Nathan : Liberté de langage
Scène

Nathan : Liberté de langage

Chez Emmanuel Schwartz, l’histoire se construit au moyen d’un langage qu’il fait rimer avec liberté. Invité à commenter la conception de sa pièce Nathan, il livre une leçon de  sémiologie.

Nathan Bénédict entre en combustion au moment où il achève un essai généalogique qu’il rédigeait sur ses racines. Étrange, la prémisse de Nathan (NathanBénédictestunYiKing) est un ajout pourtant sensé au corpus d’Emmanuel Schwartz. Si la notion de filiation est un moteur pour ce créateur, il est ardu de ne pas succomber à des excès généalogiques en survolant sa carrière tant les thématiques qui la stimulent sont imbriquées l’une dans l’autre.

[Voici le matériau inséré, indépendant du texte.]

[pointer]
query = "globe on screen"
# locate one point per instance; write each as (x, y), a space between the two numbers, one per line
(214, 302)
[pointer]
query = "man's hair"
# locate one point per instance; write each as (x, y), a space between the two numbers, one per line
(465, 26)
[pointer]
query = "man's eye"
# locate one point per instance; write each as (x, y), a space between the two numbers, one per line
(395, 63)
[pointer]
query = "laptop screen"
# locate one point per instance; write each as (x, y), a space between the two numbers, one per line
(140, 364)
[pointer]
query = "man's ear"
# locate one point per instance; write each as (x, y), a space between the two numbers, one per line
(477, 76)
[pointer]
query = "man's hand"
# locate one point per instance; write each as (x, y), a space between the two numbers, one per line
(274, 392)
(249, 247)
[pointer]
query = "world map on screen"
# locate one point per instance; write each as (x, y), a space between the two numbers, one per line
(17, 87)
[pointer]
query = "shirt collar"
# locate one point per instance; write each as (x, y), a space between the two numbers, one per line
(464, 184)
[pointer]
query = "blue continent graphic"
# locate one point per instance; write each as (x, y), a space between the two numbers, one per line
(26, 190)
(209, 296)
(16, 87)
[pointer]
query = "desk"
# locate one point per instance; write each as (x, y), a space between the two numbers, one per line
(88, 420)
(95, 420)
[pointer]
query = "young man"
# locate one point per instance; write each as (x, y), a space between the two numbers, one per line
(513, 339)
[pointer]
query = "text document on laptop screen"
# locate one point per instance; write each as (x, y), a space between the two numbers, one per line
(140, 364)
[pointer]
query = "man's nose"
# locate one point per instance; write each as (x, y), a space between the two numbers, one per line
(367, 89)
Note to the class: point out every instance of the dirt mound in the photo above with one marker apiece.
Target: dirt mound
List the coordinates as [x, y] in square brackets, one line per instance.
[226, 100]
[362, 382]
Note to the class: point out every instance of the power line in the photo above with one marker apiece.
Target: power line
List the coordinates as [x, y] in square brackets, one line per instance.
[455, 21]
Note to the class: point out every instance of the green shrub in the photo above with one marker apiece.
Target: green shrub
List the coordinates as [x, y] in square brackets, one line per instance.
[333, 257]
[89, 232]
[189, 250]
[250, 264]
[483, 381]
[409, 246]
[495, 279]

Ses interprétations fines dans Littoral et Forêts, toutes deux de Wajdi Mouawad, ont projeté Schwartz à l’avant-scène. C’est d’ailleurs épaulé par sa compagnie Abé Carré Cé Carré, cofondée avec Mouawad, qu’il a élaboré Nathan. "Avoir travaillé avec Wajdi m’a dirigé vers certaines pistes de déflexion. La construction d’une généalogie et l’impact de la transmission d’un legs génétique dans le développement des personnages, que j’explore dans Nathan, sont au coeur de Forêts", constate Schwartz, secondé ici par Alice Ronfard à la dramaturgie.

La généalogie que rédige Nathan prend des airs mythologiques. Emmanuel Schwartz a choisi d’aborder l’identité comme une construction qu’il revient à chaque être humain d’accomplir. Il propose: "L’identité, c’est une mythologie personnelle, surtout à une époque où les signes et les sens des grandes traditions religieuses se multiplient autant qu’ils s’évacuent." Ce désir de réinventer son passé et, du même coup, son identité émanerait d’une profonde insatisfaction. À ce chapitre, Schwartz reconnaît les ponts qui relient Nathan et Laurentie, film-fable sur l’identité québécoise dont l’artiste est la tête d’affiche.

Pour la conception sonore de Nathan, Schwartz a collaboré avec son complice Francis La Haye, seconde moitié du projet musical Nobody Nose et auteur de l’environnement sonore de Chroniques, la précédente création de Schwartz. Affirmant être particulièrement sensible à l’ambiance de ses pièces, Schwartz recherche un synchronisme entre le son et le texte qui commence à prendre forme tôt dans un processus d’écriture lui-même bercé par la musique.

Inspiré par une "soif d’authenticité", Emmanuel Schwartz aspire à rester le plus près possible de ses préoccupations sans que ces dernières deviennent des credos ou des étendards immuables. "Nous nous devons, en tant qu’artistes, d’aller là où ça fait peur, de poser un geste créatif à la fois impudique et précis qui provoque une alchimie. Il faut multiplier les sens et rendre universel ce qui est personnel."

C’est parce qu’il était fasciné par la capacité qu’a l’écriture de donner un sens à l’existence et au passé de ceux qui s’y adonnent que Schwartz en a fait le thème central de Nathan. Tel le Caligula auquel il a donné vie dans le Remix de Marc Beaupré, Schwartz propage une matière à interpréter avec l’ivresse et le nihilisme de l’être absolument libre.